I guess a soft like max with its [sexy as hell] "plug anything on anything" programming style is a good candidate to have the Crazy Talk with the machine indeed :)
re: "boosting the RAM limits"
What you would really be doing in this context is exploiting the Virtual Address Space better.
Yes, you'd be making better use of your RAM - but the limits (for RAM, this is a pretty "hard" limit indeed!) still remain - the RAM you have is the RAM you have, obviously . . . and each process would still be limited to ~3GB of address space in a 32 bit system (again, Windows) with the 3GB switch thrown in BCDEDIT.
I'm being a little pedantic here, but it's a fairly important distinction depending on how you look at it.
Another thing to consider - even in 32bit - Windows can use more than 4GB of installed RAM under PAE. And 64bit OS can run 32bit applications . . . there are a few circumstances where you can actually remove some of the RAM limits, if not the virtual address space ones.
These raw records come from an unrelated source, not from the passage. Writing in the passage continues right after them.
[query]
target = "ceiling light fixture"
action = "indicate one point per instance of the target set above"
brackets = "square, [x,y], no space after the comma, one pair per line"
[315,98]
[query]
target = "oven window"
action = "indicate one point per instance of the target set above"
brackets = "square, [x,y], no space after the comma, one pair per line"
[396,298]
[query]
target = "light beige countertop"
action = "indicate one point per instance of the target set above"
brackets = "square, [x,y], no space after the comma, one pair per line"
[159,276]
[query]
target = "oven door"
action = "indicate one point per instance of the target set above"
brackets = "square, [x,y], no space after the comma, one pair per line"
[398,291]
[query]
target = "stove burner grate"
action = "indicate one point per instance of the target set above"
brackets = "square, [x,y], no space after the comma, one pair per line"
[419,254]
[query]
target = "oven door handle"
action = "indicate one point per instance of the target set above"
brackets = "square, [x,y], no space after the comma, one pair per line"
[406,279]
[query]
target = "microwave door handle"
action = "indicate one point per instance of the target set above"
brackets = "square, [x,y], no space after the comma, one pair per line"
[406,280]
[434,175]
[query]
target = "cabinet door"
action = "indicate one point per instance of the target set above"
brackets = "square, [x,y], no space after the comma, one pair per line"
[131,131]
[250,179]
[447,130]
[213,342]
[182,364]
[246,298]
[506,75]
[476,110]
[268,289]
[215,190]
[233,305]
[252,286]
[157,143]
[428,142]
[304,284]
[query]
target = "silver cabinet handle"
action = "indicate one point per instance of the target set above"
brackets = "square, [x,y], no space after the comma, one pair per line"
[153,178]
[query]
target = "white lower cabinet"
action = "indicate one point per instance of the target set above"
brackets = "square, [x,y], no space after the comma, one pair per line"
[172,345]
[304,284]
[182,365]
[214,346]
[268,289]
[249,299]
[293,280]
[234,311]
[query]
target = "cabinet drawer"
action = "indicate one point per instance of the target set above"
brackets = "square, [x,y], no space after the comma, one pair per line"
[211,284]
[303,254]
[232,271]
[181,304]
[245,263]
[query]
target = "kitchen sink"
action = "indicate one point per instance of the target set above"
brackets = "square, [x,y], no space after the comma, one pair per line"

I thought OS X handled 32bit on 64bit thing fairly transparently due to differences in implementation from Windows - it'd be nice to have someone more versed in OS X to chime in (or Windows, I'm far from expert) here.
My turn to apologise - all this talk of Windows is a bit of a hijack here.
Hi to ALL !
One application in 32 bit systems can take only up to 2GB for one process.
This info You can see in Procexp - alternative task manager http://technet.microsoft.com/en-us/sysinternals/bb896653.aspx
In the top of table - right click -> select columns -> Virtual size
And NOW You can see the moment of crashing Yours application if reached 2048K !!!
@ VjVital
You don't really know what you're talking about.